When the new Renminbi-denominated trading is available, Garcia Herrero believes more inflows from the mainland can be expected to support the market.
However, Stephen Chiu, chief Asia FX and rates strategist at Bloomberg Intelligence, doubts there will be large inflows made in Renminbi in the near term, as many mainland investors who buy Hong Kong stocks do so to divest their onshore investments.
“I’m sceptical about how much inflow that may bring [in the short term],” Chiu said. “China wants to do this for sure, to help the usage of yuan and the long-run goal of internationalisation of yuan. That’s all very ideal.”
But in reality, a major driver behind mainland investors’ purchases of H shares is the divestment of onshore assets. For these investors, despite the AH discount on some Chinese companies, the new measures offer the “same difference” and they may stick to Hong Kong dollar trading, Chiu said.
GREEN BOND PLAN
In the latest budget, Financial Secretary Chan also said that in 2022, Hong Kong will continue to issue green bonds totalling about $4.5 billion.
Since 2018, Hong Kong has issued the equivalent of $7 billion-plus in green bonds targeting global institutional investors.
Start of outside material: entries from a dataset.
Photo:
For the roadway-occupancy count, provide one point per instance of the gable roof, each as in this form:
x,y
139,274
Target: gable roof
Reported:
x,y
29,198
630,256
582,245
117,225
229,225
Last year, the Shenzhen municipal government issued Renminbi green bonds in Hong Kong; it was the first city to do so, setting an example for Hong Kong-bond-based green financing in the Greater Bay Area.
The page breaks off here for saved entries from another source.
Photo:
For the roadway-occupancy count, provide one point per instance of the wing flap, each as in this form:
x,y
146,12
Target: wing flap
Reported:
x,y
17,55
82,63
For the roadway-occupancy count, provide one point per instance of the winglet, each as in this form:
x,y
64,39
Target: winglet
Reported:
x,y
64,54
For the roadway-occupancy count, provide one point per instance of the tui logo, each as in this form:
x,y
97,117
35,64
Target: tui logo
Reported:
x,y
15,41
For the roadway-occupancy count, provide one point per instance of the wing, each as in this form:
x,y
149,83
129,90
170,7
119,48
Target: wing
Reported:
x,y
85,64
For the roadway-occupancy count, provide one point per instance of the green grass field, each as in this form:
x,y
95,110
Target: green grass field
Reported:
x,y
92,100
As both China and the European Union have released their own versions of sustainable finance taxonomy last year, Natixis NIB’s Garcia Herrero thinks that Hong Kong would be a good destination for mainland bond issuers aiming to raise green US dollars for industrial transition, to reconcile the difference in ESG standards.
For foreign investors, Hong Kong can be seen as a more “credible” green bond market, using a mixture of ESG standards extracted from both China’s and the EU’s taxonomies. “It can have a faster-growing green bond market than the mainland in this sense,” she said.